Where I’m at now. I’ve got a bare bones tank. I’ve filled it with tap water just to check for leaks. Seems level enough for government work and it’s not twisted. I’m in the process of ordering an over flow, sump with refugium, skimmer, pump, heaters, cooler, RO filter. I’ll probable wind up with a phosphate reactor as well. I’ll be starting on trying to get it plumbed in the next week or two. Right now I’m just trying to get every thing that gurgles, pumps, bubbles and sucks working and the whole thing stable. Later projects will be to order the live rock and sand and if I can get the whole thing to cycle maybe one day I’ll buy a fish.

For starters I’ll probable just see if I can keep a fish alive in salt water but in the future I would like for it to be able to become a reef tank. For now I’d be happy if I can manage to keep a few fish alive with out going belly up and some day when I get this figured out and the tank has been stable for a while I’d like to try my hand at some coral but I’m trying to set the system up now in a way that it will one day accommodate that. 

Questions:

I’m going to bounce some pretty silly things off you but I’m new to this so be patent with me.

The book that I have basically advocates just using the live rock as the filter with a skimmer to help remove organics out of the water. But I’ve got this wet dry just setting there. Is there any real reason I can’t use it as part of the system? I see people talk about them as nitrate producers but I don’t understand this. It should make the ammonia to nitrate conversion very efficiently but that will be happening some where wont it? I mean that’s part of the process regardless of what system you’re using right? I’ve heard people say that it traps waist and lets it break down into ammonia but is a mechanical filter sock any different? Could I plumb this in to dump into the sump so it would go through the refugium? Isn’t that where you would want the nitrates to be going so they could be absorbed? He pointed out that the wet dry could act as a siphon. Could I simply run it up to a T junction above the water line open to the air so that it basically went over a hill before dumping into the sump? Or should I just sell the thing?
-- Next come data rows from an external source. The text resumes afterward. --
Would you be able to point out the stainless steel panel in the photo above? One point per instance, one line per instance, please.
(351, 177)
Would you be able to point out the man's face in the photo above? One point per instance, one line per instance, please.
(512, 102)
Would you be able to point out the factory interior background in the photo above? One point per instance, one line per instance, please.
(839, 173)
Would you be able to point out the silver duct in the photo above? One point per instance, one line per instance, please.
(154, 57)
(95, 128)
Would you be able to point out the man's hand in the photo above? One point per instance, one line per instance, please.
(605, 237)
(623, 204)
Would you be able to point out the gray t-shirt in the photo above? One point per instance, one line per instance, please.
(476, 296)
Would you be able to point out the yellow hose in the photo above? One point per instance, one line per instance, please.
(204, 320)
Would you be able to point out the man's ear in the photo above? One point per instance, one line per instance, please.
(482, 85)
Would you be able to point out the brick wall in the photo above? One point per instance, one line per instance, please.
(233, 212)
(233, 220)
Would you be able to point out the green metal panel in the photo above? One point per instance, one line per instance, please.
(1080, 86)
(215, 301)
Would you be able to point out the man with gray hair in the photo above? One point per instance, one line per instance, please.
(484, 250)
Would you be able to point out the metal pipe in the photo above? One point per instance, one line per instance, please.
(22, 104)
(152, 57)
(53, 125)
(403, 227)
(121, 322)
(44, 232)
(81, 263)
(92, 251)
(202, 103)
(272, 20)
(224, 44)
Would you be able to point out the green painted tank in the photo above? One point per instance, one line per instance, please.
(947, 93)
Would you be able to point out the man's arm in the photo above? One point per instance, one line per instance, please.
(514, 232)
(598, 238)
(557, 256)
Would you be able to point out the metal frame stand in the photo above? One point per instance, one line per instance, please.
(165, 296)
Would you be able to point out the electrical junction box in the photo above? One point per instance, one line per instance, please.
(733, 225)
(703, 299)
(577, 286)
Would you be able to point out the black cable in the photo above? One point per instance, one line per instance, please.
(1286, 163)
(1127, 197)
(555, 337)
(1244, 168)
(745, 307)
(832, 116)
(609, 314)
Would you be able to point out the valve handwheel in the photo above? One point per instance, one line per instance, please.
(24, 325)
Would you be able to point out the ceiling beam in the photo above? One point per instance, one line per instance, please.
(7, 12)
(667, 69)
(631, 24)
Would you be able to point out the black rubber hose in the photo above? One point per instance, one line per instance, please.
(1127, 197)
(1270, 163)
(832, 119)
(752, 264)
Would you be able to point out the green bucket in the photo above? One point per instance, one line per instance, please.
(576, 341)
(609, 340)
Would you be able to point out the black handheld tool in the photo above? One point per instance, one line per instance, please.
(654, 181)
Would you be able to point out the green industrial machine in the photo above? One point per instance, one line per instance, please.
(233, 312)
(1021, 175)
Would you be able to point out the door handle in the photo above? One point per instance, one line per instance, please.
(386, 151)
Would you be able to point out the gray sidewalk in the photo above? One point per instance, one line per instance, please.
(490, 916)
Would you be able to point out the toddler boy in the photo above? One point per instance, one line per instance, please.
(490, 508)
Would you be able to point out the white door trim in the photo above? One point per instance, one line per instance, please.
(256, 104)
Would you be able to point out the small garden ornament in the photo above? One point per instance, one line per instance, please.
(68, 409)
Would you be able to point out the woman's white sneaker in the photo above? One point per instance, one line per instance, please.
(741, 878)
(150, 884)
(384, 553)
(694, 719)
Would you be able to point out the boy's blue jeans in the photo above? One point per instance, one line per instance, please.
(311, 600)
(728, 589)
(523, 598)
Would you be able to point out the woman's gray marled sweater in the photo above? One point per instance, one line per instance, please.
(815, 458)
As to the refugium. How big should it be? This sump, precision marine I think, is supposed to be rated for up to 225 gal. If I remember correctly but I saw a post with people advocating that it should be 1/3 the tank size and I don’t think the fuge is near that big. Should I be looking for a larger one or a second dedicated refugium? Should I set the wet dry up to dump into the second refugium? It might give me a lower flow rate and let the water percolate there for a while before perhaps draining into the other sump to be pumped back?

I’m getting the impression that the more rock you have the better. I have yet to find a post where some one was chastised for buying too much rock. I would like to have enough rock to one day grow some nice corals but I’d like to have a few fish as well. I’d like to preserve an open landscape where they would have room to swim. Does all of the rock have to go in the tank? This may sound silly but can I have for lack of a better word a second large sump filled with live rock? I was actually thinking about taking an old 55 gal tank and putting in a couple of partitions like a sump and filling the whole thing with rubble. 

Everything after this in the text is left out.